SEATTLE – The City of Seattle has reached an agreement with broadband developer Gigabit Squared to develop and operate an ultra high-speed FTTX broadband network. The plan will begin with a demonstration fiber project in 12 Seattle neighborhoods and includes wireless methods to deploy services more quickly to other areas in the city. The initiative, leveraging the City of Seattle’s excess fiber capacity, the expertise of Gigabit Squared, and the community leadership of The University of Washington, aims to stimulate business opportunities, spur advancements in health care, education, and public safety, and enhance quality of life for the residents and businesses of Seattle.
The City, the University and Gigabit Squared have signed a Memorandum of Understanding and a Letter of Intent that allows Gigabit Squared to begin raising the capital needed to conduct engineering work and to build out the demonstration fiber network. The project is the second city project announced by Gigabit Squared as part of its multi-million dollar Gigabit Neighborhood Gateway Program. Gigabit Squared will collaborate with the City of Seattle and the University of Washington to initiate a process for sharing information and soliciting input on the project from members of the affected communities.
The network, called Gigabit Seattle includes three pieces:
1. Fiber to the Home and Business
Gigabit Seattle plans to build out a FTTH/FTTB network to more than 50,000 households and businesses in 12 demonstration neighborhoods, connected together with the excess capacity that Gigabit Seattle will lease from the City’s own fiber network. Gigabit Seattle’s technology intends to offer gigabit speeds that are up to 1,000 times faster than the typical high-speed connection.
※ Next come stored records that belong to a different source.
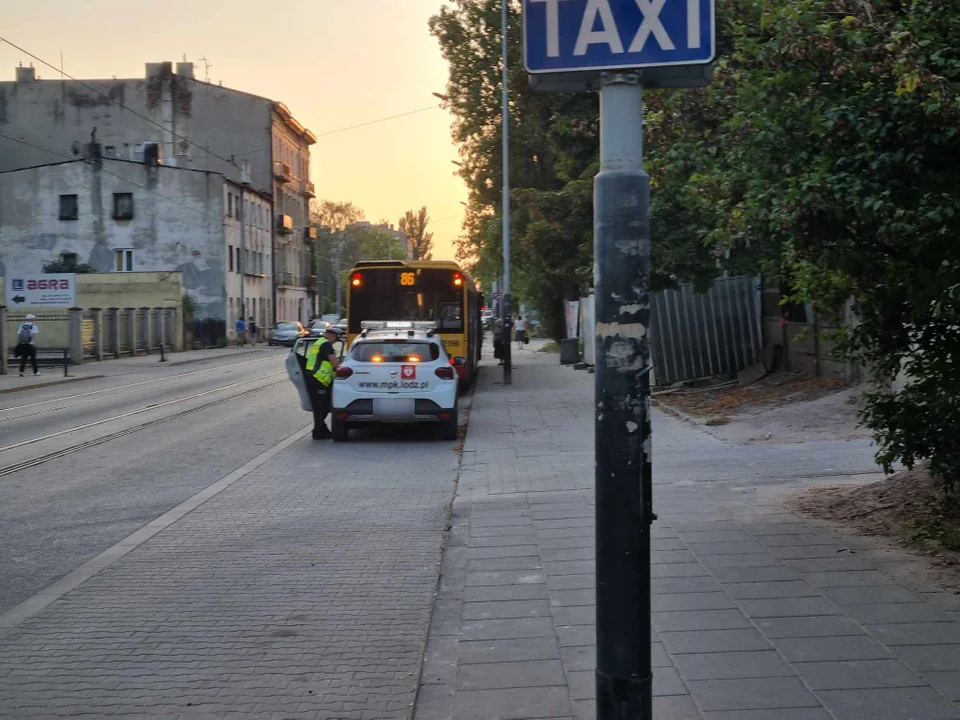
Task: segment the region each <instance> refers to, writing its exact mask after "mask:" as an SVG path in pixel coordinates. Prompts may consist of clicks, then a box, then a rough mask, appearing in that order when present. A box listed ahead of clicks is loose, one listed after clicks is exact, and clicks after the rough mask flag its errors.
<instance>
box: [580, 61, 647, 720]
mask: <svg viewBox="0 0 960 720" xmlns="http://www.w3.org/2000/svg"><path fill="white" fill-rule="evenodd" d="M642 118H643V88H642V86H641V85H640V77H639V76H638V75H637V74H635V73H617V74H612V75H607V76H605V77H604V78H602V79H601V81H600V172H599V174H598V175H597V176H596V178H595V179H594V185H593V207H594V211H593V217H594V220H593V234H594V263H595V268H596V271H595V276H596V286H595V292H596V301H595V302H596V305H595V313H596V335H597V337H596V343H597V365H596V376H595V377H596V405H595V407H596V437H597V443H596V478H595V483H596V503H597V505H596V515H597V529H596V533H597V719H598V720H627V719H628V718H629V719H634V718H635V719H636V720H650V719H651V718H653V707H652V690H651V688H652V683H653V675H652V671H651V657H650V641H651V638H650V525H651V524H652V523H653V520H654V519H655V516H654V514H653V504H652V498H651V489H652V482H651V476H652V467H651V454H650V442H651V428H650V345H649V338H648V335H647V330H648V328H649V327H650V218H649V210H650V176H649V175H647V173H646V171H644V169H643V121H642ZM601 438H602V440H601Z"/></svg>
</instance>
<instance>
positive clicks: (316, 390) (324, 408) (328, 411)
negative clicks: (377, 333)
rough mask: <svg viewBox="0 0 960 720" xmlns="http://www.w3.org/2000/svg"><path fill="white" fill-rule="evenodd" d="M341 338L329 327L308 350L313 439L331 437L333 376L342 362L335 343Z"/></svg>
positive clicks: (307, 381) (309, 380)
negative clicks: (328, 422) (339, 358)
mask: <svg viewBox="0 0 960 720" xmlns="http://www.w3.org/2000/svg"><path fill="white" fill-rule="evenodd" d="M339 339H340V333H339V332H338V331H337V329H336V328H334V327H333V326H331V327H328V328H327V330H326V333H325V334H324V339H323V340H317V341H316V342H315V343H314V344H313V345H311V346H310V349H309V350H307V365H306V370H307V372H306V374H305V375H304V377H305V379H306V382H307V392H308V393H309V394H310V404H311V405H313V439H314V440H326V439H327V438H329V437H330V430H329V429H328V428H327V415H329V414H330V391H331V390H332V389H333V376H334V373H335V372H336V371H337V366H338V365H339V364H340V361H339V359H338V358H337V352H336V350H334V348H333V343H335V342H336V341H337V340H339Z"/></svg>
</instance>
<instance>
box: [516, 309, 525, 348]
mask: <svg viewBox="0 0 960 720" xmlns="http://www.w3.org/2000/svg"><path fill="white" fill-rule="evenodd" d="M516 328H517V332H516V335H515V336H514V337H515V338H516V340H517V350H522V349H523V346H524V345H526V344H527V321H526V320H524V319H523V315H517V325H516Z"/></svg>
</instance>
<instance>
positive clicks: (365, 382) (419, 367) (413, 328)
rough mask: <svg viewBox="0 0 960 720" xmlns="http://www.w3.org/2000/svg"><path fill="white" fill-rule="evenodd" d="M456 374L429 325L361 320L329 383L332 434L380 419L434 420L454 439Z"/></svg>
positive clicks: (455, 405)
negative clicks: (357, 334)
mask: <svg viewBox="0 0 960 720" xmlns="http://www.w3.org/2000/svg"><path fill="white" fill-rule="evenodd" d="M458 378H459V376H458V374H457V371H456V369H455V368H454V366H453V360H452V359H451V358H450V356H449V355H447V353H446V351H445V350H444V347H443V342H442V341H441V340H440V338H439V337H437V336H436V335H435V334H434V330H433V329H432V325H431V324H429V323H415V322H389V323H370V322H365V323H363V330H362V332H361V333H360V335H358V336H357V337H356V339H354V341H353V344H352V345H351V346H350V351H349V352H348V353H347V354H346V356H345V357H344V358H343V360H342V361H341V363H340V367H339V368H337V374H336V379H335V380H334V382H333V397H332V403H331V408H330V415H331V418H332V419H331V424H332V426H331V429H332V431H333V439H334V440H335V441H341V442H342V441H344V440H347V438H348V436H349V433H350V428H351V427H355V426H357V425H362V424H365V423H381V422H382V423H436V424H439V425H440V426H441V428H442V434H443V438H444V439H446V440H455V439H456V437H457V395H458Z"/></svg>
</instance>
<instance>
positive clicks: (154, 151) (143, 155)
mask: <svg viewBox="0 0 960 720" xmlns="http://www.w3.org/2000/svg"><path fill="white" fill-rule="evenodd" d="M143 164H144V165H148V166H150V167H157V166H158V165H163V147H162V146H161V145H160V143H144V144H143Z"/></svg>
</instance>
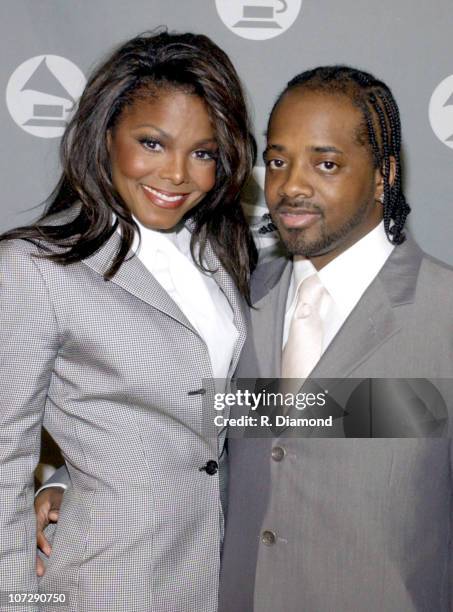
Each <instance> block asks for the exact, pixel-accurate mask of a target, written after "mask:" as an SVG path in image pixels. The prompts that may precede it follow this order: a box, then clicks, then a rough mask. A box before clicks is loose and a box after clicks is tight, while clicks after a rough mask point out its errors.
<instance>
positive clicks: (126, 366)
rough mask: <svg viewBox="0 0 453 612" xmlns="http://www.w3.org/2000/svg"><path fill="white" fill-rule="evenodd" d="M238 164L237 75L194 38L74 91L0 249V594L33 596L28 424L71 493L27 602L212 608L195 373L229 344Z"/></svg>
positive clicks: (93, 608)
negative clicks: (60, 601)
mask: <svg viewBox="0 0 453 612" xmlns="http://www.w3.org/2000/svg"><path fill="white" fill-rule="evenodd" d="M254 154H255V146H254V141H253V138H252V137H251V135H250V131H249V124H248V119H247V113H246V107H245V103H244V97H243V94H242V90H241V86H240V84H239V81H238V77H237V74H236V72H235V70H234V68H233V67H232V65H231V63H230V61H229V60H228V58H227V56H226V55H225V54H224V53H223V52H222V51H221V50H220V49H219V48H218V47H217V46H216V45H214V44H213V43H212V42H211V41H210V40H209V39H208V38H206V37H205V36H196V35H192V34H181V35H176V34H168V33H166V32H163V33H158V34H154V35H143V36H139V37H137V38H134V39H132V40H131V41H129V42H127V43H126V44H124V45H123V46H122V47H120V48H119V49H118V50H117V51H116V52H115V53H114V54H113V55H112V56H111V57H110V58H109V59H108V60H107V61H106V62H104V64H103V65H101V66H100V67H99V68H98V69H97V71H96V72H95V73H94V75H93V76H92V77H91V79H90V80H89V82H88V84H87V87H86V89H85V91H84V93H83V95H82V97H81V100H80V102H79V106H78V110H77V111H76V114H75V116H74V118H73V119H72V121H71V123H70V125H69V126H68V129H67V131H66V133H65V135H64V137H63V142H62V161H63V174H62V177H61V179H60V182H59V184H58V186H57V188H56V190H55V192H54V194H53V196H52V199H51V201H50V205H49V206H48V208H47V211H46V212H45V214H44V215H43V216H42V217H41V218H40V219H39V220H38V222H37V223H35V224H33V225H30V226H28V227H23V228H19V229H16V230H12V231H10V232H7V233H6V234H4V235H3V236H2V237H1V242H0V275H1V276H0V278H1V283H0V346H1V347H2V349H1V359H0V364H1V365H0V374H1V378H2V381H6V384H3V385H2V388H1V391H0V396H1V397H0V405H1V406H2V410H1V413H0V432H1V434H0V435H1V445H0V466H1V467H0V488H1V491H2V507H1V512H0V525H1V532H2V538H1V544H0V550H1V555H0V568H1V569H0V575H1V576H2V589H3V590H6V589H9V590H11V591H15V592H17V591H20V592H22V593H25V592H26V593H33V592H35V591H37V588H38V585H37V584H36V577H35V570H34V557H35V537H34V523H35V519H34V514H33V488H32V482H33V470H34V468H35V466H36V463H37V461H38V455H39V438H40V429H41V425H42V424H44V426H45V427H46V429H47V430H48V431H49V432H50V433H51V434H52V436H53V437H54V439H55V440H56V441H57V443H58V444H59V446H60V448H61V450H62V452H63V454H64V456H65V460H66V465H67V468H68V471H69V474H70V478H71V487H70V488H69V489H68V491H67V492H66V493H65V496H64V502H63V505H62V508H61V513H60V520H59V523H58V527H57V531H56V535H55V539H54V542H53V550H52V555H51V558H50V561H49V564H48V567H47V570H46V574H45V576H44V577H43V578H42V580H41V584H40V587H39V588H40V591H41V592H42V593H64V594H66V605H67V609H68V610H71V611H72V610H77V611H84V612H93V611H94V610H106V611H107V610H108V611H109V612H112V611H114V610H118V611H121V612H124V611H126V610H127V611H128V612H129V611H133V610H137V611H138V610H140V611H143V610H148V611H151V610H152V611H153V612H157V611H162V612H164V611H165V612H168V611H169V610H172V611H181V612H183V611H190V612H193V611H194V610H197V612H204V611H206V612H208V611H213V610H215V609H216V606H217V581H218V572H219V548H220V541H221V532H222V510H221V505H220V502H219V470H218V464H219V457H220V456H221V454H222V446H223V443H222V441H221V438H219V437H218V435H217V434H218V433H219V432H218V431H217V430H216V428H215V427H214V424H213V414H212V412H211V411H212V399H213V394H214V391H215V390H217V391H218V390H219V387H218V385H214V382H213V378H216V379H225V378H228V377H229V376H230V375H231V374H232V372H233V371H234V368H235V365H236V363H237V359H238V356H239V353H240V350H241V347H242V344H243V342H244V338H245V318H244V305H245V303H246V302H248V278H249V274H250V270H251V269H252V267H253V265H254V262H255V256H256V253H255V250H254V247H253V243H252V240H251V237H250V234H249V231H248V228H247V225H246V222H245V219H244V216H243V214H242V211H241V207H240V204H239V192H240V190H241V188H242V186H243V184H244V182H245V180H246V179H247V177H248V175H249V172H250V170H251V167H252V164H253V160H254ZM16 609H20V608H16ZM23 609H32V608H31V607H30V608H27V607H26V606H25V604H24V608H23ZM40 609H41V610H42V609H47V606H46V604H42V603H41V607H40ZM49 609H51V607H50V606H49Z"/></svg>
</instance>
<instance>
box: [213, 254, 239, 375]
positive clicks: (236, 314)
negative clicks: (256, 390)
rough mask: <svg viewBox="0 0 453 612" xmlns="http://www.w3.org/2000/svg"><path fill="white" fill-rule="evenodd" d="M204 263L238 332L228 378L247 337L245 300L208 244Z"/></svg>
mask: <svg viewBox="0 0 453 612" xmlns="http://www.w3.org/2000/svg"><path fill="white" fill-rule="evenodd" d="M204 263H205V265H206V267H207V268H208V270H210V271H211V272H212V273H213V277H214V279H215V281H216V283H217V284H218V285H219V287H220V289H221V290H222V291H223V293H224V294H225V297H226V298H227V300H228V302H229V303H230V306H231V308H232V310H233V323H234V325H235V327H236V329H237V330H238V337H237V340H236V342H235V345H234V349H233V356H232V358H231V364H230V369H229V372H228V377H229V378H230V377H231V376H232V375H233V373H234V371H235V370H236V366H237V363H238V361H239V357H240V354H241V351H242V347H243V346H244V342H245V339H246V336H247V316H246V311H247V309H248V306H247V303H246V301H245V299H244V298H243V297H242V296H241V295H240V293H239V291H238V289H237V287H236V285H235V284H234V282H233V280H232V278H231V277H230V275H229V274H228V273H227V272H226V270H225V269H224V268H223V267H222V265H221V263H220V261H219V259H218V257H217V256H216V254H215V253H214V250H213V248H212V246H211V244H210V243H209V242H208V243H207V245H206V249H205V252H204Z"/></svg>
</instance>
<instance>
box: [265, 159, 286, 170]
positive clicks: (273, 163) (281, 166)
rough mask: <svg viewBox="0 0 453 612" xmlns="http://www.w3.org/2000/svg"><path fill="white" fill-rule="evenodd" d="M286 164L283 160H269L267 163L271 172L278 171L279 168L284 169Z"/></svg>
mask: <svg viewBox="0 0 453 612" xmlns="http://www.w3.org/2000/svg"><path fill="white" fill-rule="evenodd" d="M284 165H285V162H284V161H283V160H282V159H268V160H267V161H266V166H267V167H268V168H270V169H271V170H276V169H277V168H283V166H284Z"/></svg>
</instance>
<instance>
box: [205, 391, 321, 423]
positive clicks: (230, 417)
mask: <svg viewBox="0 0 453 612" xmlns="http://www.w3.org/2000/svg"><path fill="white" fill-rule="evenodd" d="M326 404H327V398H326V392H318V393H301V392H298V393H291V392H282V391H266V390H264V389H263V390H262V391H259V392H254V391H250V390H249V389H237V390H236V391H235V392H229V393H216V394H215V396H214V409H215V410H217V411H225V409H228V416H226V415H225V414H217V415H216V416H215V417H214V424H215V426H216V427H269V428H271V427H332V425H333V417H332V415H330V416H328V417H326V418H310V417H302V416H297V417H295V416H290V415H289V414H286V412H287V411H289V410H294V409H295V410H298V411H302V410H305V409H306V408H323V407H324V406H326ZM233 407H234V408H246V409H248V410H249V413H248V414H241V415H240V416H230V414H229V410H230V409H231V408H233ZM263 411H266V414H263Z"/></svg>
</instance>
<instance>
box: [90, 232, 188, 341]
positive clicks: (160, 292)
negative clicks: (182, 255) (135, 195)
mask: <svg viewBox="0 0 453 612" xmlns="http://www.w3.org/2000/svg"><path fill="white" fill-rule="evenodd" d="M119 244H120V236H119V235H118V233H115V234H113V236H112V237H111V238H110V239H109V240H108V241H107V242H106V243H105V244H104V245H103V246H102V247H101V248H100V249H99V250H98V251H96V253H94V254H93V255H91V256H90V257H88V258H87V259H84V260H83V263H84V264H85V265H87V266H88V267H90V268H91V269H92V270H94V271H95V272H97V273H98V274H100V275H104V273H105V272H106V271H107V270H108V268H109V266H110V264H111V262H112V260H113V258H114V256H115V253H116V252H117V250H118V248H119ZM110 282H112V283H114V284H115V285H118V286H119V287H121V288H122V289H125V290H126V291H127V292H128V293H130V294H131V295H134V296H135V297H136V298H138V299H139V300H142V301H143V302H146V303H147V304H150V305H151V306H153V307H154V308H156V309H157V310H160V311H161V312H163V313H165V314H166V315H168V316H169V317H171V318H172V319H174V320H175V321H177V322H178V323H180V324H181V325H184V326H185V327H187V328H188V329H190V330H191V331H192V332H194V333H198V332H197V331H196V330H195V329H194V328H193V327H192V325H191V324H190V322H189V321H188V320H187V318H186V316H185V315H184V314H183V313H182V312H181V310H180V309H179V308H178V306H177V305H176V304H175V302H174V301H173V300H172V299H171V297H170V296H169V295H168V293H167V292H166V291H165V289H164V288H163V287H162V286H161V285H160V284H159V283H158V282H157V280H156V279H155V278H154V276H153V275H152V274H150V272H149V271H148V270H147V269H146V267H145V266H144V265H143V264H142V262H141V261H140V260H139V258H138V257H137V256H135V255H133V253H132V252H129V254H128V256H127V259H126V260H125V261H124V263H123V264H122V265H121V267H120V269H119V270H118V272H117V273H116V274H115V276H114V277H113V278H112V279H111V281H110Z"/></svg>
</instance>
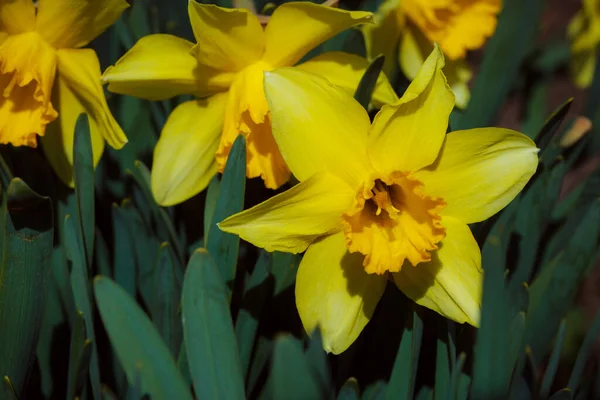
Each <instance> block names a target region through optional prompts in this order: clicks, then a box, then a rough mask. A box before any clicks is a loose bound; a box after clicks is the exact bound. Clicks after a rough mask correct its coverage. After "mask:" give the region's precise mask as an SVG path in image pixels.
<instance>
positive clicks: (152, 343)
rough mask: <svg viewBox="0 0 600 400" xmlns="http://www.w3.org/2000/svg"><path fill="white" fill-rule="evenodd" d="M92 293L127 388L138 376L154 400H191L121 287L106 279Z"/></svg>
mask: <svg viewBox="0 0 600 400" xmlns="http://www.w3.org/2000/svg"><path fill="white" fill-rule="evenodd" d="M94 293H95V295H96V302H97V304H98V310H99V311H100V316H101V317H102V321H103V323H104V327H105V328H106V332H107V333H108V337H109V339H110V342H111V344H112V346H113V348H114V350H115V352H116V354H117V357H118V359H119V361H120V363H121V366H122V367H123V369H124V370H125V374H126V375H127V380H128V382H129V384H130V385H134V384H135V379H136V374H139V380H140V387H141V392H142V393H148V394H149V395H150V396H151V397H152V398H156V399H182V400H185V399H190V400H191V399H192V396H191V394H190V392H189V389H188V388H187V385H186V384H185V382H184V380H183V378H182V377H181V375H180V374H179V372H178V371H177V367H176V366H175V361H174V360H173V357H171V355H170V353H169V349H168V348H167V346H166V345H165V343H164V342H163V341H162V340H161V338H160V335H159V334H158V332H157V331H156V329H154V326H152V322H150V319H149V318H148V317H147V316H146V314H144V312H143V311H142V310H141V309H140V308H139V307H138V305H137V304H136V302H135V299H134V298H132V297H131V296H130V295H129V294H127V292H126V291H125V290H123V288H121V287H119V286H118V285H116V284H115V283H114V282H113V281H111V280H110V279H109V278H106V277H97V278H96V279H95V280H94Z"/></svg>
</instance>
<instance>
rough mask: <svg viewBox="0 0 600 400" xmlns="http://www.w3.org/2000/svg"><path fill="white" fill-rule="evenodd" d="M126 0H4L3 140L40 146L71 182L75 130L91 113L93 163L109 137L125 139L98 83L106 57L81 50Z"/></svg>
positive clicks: (1, 108)
mask: <svg viewBox="0 0 600 400" xmlns="http://www.w3.org/2000/svg"><path fill="white" fill-rule="evenodd" d="M127 7H128V4H127V2H126V1H125V0H105V1H101V2H100V1H95V0H38V1H37V2H34V1H32V0H12V1H9V0H0V89H1V90H2V96H1V97H0V143H2V144H7V143H9V144H12V145H14V146H30V147H36V146H37V137H38V136H42V143H43V148H44V152H45V153H46V156H47V157H48V160H49V162H50V164H51V165H52V167H53V168H54V169H55V170H56V172H57V173H58V175H59V176H60V178H61V179H62V180H63V181H64V182H65V183H67V184H72V181H73V176H72V175H73V172H72V165H73V131H74V127H75V121H76V119H77V116H78V115H79V114H80V113H87V114H88V115H89V117H90V125H91V135H92V147H93V153H94V165H96V164H97V163H98V161H99V160H100V156H101V155H102V151H103V149H104V141H105V140H106V141H107V142H108V144H109V145H111V146H112V147H115V148H121V147H123V145H124V144H125V143H126V142H127V138H126V137H125V134H124V133H123V131H122V130H121V128H120V127H119V125H118V124H117V122H116V121H115V120H114V118H113V116H112V115H111V113H110V111H109V109H108V106H107V104H106V99H105V98H104V91H103V89H102V85H101V83H100V63H99V62H98V58H97V56H96V53H95V52H94V51H93V50H91V49H82V48H81V47H83V46H85V45H86V44H88V43H89V42H90V41H92V40H93V39H94V38H95V37H97V36H98V35H100V34H101V33H102V32H103V31H104V30H105V29H106V28H108V27H109V26H110V25H111V24H112V23H113V22H115V21H116V20H117V19H118V18H119V16H120V15H121V13H122V12H123V10H125V8H127Z"/></svg>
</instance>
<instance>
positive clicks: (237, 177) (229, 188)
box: [206, 135, 246, 284]
mask: <svg viewBox="0 0 600 400" xmlns="http://www.w3.org/2000/svg"><path fill="white" fill-rule="evenodd" d="M245 188H246V140H245V139H244V135H238V137H237V138H236V139H235V142H234V143H233V146H232V147H231V151H230V153H229V157H228V158H227V164H226V165H225V170H224V171H223V178H222V179H221V184H220V186H219V194H218V195H217V205H216V207H215V211H214V213H213V217H212V221H211V225H210V227H209V229H208V238H207V240H206V249H207V250H208V252H209V253H210V254H211V256H212V257H214V260H215V263H216V265H217V267H218V268H219V272H220V274H221V276H222V277H223V279H224V281H225V282H226V283H228V284H229V283H232V282H233V279H234V278H235V270H236V265H237V257H238V250H239V244H240V238H239V237H238V236H237V235H232V234H230V233H226V232H223V231H221V230H220V229H219V227H218V226H217V223H219V222H221V221H223V220H224V219H225V218H227V217H229V216H231V215H233V214H235V213H238V212H240V211H242V209H243V208H244V191H245Z"/></svg>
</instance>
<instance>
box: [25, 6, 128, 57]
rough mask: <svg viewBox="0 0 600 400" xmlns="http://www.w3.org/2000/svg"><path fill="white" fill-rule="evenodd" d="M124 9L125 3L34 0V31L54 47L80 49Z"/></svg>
mask: <svg viewBox="0 0 600 400" xmlns="http://www.w3.org/2000/svg"><path fill="white" fill-rule="evenodd" d="M127 7H129V4H128V3H127V1H125V0H102V1H94V0H51V1H49V0H38V2H37V18H36V26H35V29H36V31H37V32H39V33H40V35H41V36H42V37H43V38H44V39H45V40H46V41H47V42H48V43H50V44H51V45H53V46H54V47H56V48H74V47H83V46H85V45H86V44H88V43H89V42H91V41H92V40H93V39H95V38H96V37H98V36H99V35H100V34H101V33H102V32H104V31H105V30H106V29H107V28H108V27H109V26H111V25H112V24H113V23H115V21H116V20H117V19H119V17H120V16H121V14H122V13H123V11H124V10H125V9H126V8H127Z"/></svg>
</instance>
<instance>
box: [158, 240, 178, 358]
mask: <svg viewBox="0 0 600 400" xmlns="http://www.w3.org/2000/svg"><path fill="white" fill-rule="evenodd" d="M152 283H153V290H152V301H151V302H150V304H151V312H150V315H152V322H153V323H154V326H155V327H156V330H157V331H158V332H159V333H160V335H161V336H162V338H163V340H164V341H165V343H166V344H167V347H169V350H170V351H171V354H172V355H173V357H177V355H178V354H179V351H180V350H179V349H180V347H181V346H180V345H181V341H182V339H183V331H182V327H181V318H180V316H179V300H180V299H181V285H182V283H183V276H182V272H181V269H180V268H179V265H177V261H176V259H175V254H173V250H171V246H170V245H169V243H168V242H165V243H163V244H162V245H161V246H160V249H159V251H158V257H157V259H156V263H155V266H154V276H153V281H152Z"/></svg>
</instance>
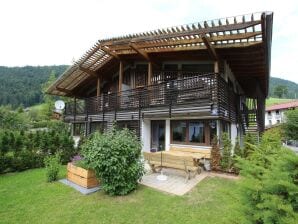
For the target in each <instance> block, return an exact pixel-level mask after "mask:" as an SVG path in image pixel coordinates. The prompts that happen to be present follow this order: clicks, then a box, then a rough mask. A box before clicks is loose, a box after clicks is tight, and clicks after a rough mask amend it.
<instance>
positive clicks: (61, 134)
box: [0, 122, 77, 173]
mask: <svg viewBox="0 0 298 224" xmlns="http://www.w3.org/2000/svg"><path fill="white" fill-rule="evenodd" d="M61 123H62V122H61ZM62 124H63V123H62ZM63 127H64V128H63ZM58 129H59V130H58ZM56 152H60V153H61V161H62V163H63V164H66V163H67V162H69V161H70V158H71V157H73V156H74V155H75V154H77V149H75V148H74V142H73V139H72V137H71V135H70V133H69V131H68V129H67V128H66V126H63V125H61V124H60V123H57V127H54V126H53V127H52V129H47V130H45V131H36V132H32V131H30V132H24V131H12V130H6V131H3V132H1V131H0V156H1V158H0V173H4V172H13V171H22V170H26V169H30V168H37V167H42V166H43V160H44V158H45V157H46V156H47V155H49V154H55V153H56ZM1 161H2V162H1ZM4 161H6V162H4Z"/></svg>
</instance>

The initial 12 neighborhoods include: Area 1: the University of Washington’s West Campus
District, Area 2: South Lake Union, Area 3: First Hill/Capitol Hill/Central Area, Area 4: the
University of Washington’s Metropolitan Tract in downtown Seattle, Area 5: the University of
Washington’s Family Housing at Sand Point, Area 6: Northgate, Area 7: Volunteer Park Area,
Area 8: Beacon Hill and SODO Light Rail Station and Areas 9-12: Mount Baker, Columbia City,
Othello, and Rainier Beach.
2. Dedicated Gigabit to Multifamily Housing and Offices
To provide initial coverage beyond the 12demonstration neighborhoods, Gigabit Seattle intends to build a dedicated Gbps broadband wireless umbrella to cover Seattle providing point-to-point radio access up to one Gbps. This will be achieved by placing fiber transmitters on top of 38 buildings across Seattle.
These transmitters can beam fiber Internet to multifamily housing and offices across Seattle,
even those outside the 12 demonstration neighborhoods, as long as they are in a line of
sight. Internet service would be delivered to individual units within a building through existing
wiring. This wireless coverage can provide network and Internet services to customers that do
not have immediate access to fiber in the city.
3. Next Generation Mobile Wireless Internet
Gigabit Seattle will provide next generation wireless cloud services in its 12 neighborhoods to provide customers with mobile access.
This is the first demonstration project of Gigabit Squared’s Gigabit Neighborhood Gateway Program
(GNGP), which will bring other projects like this to promote gigabit network innovation in six selected university communities across the country. The $200 million broadband program was developed inpartnership with The University Community Next Generation Innovation Project (Gig.U).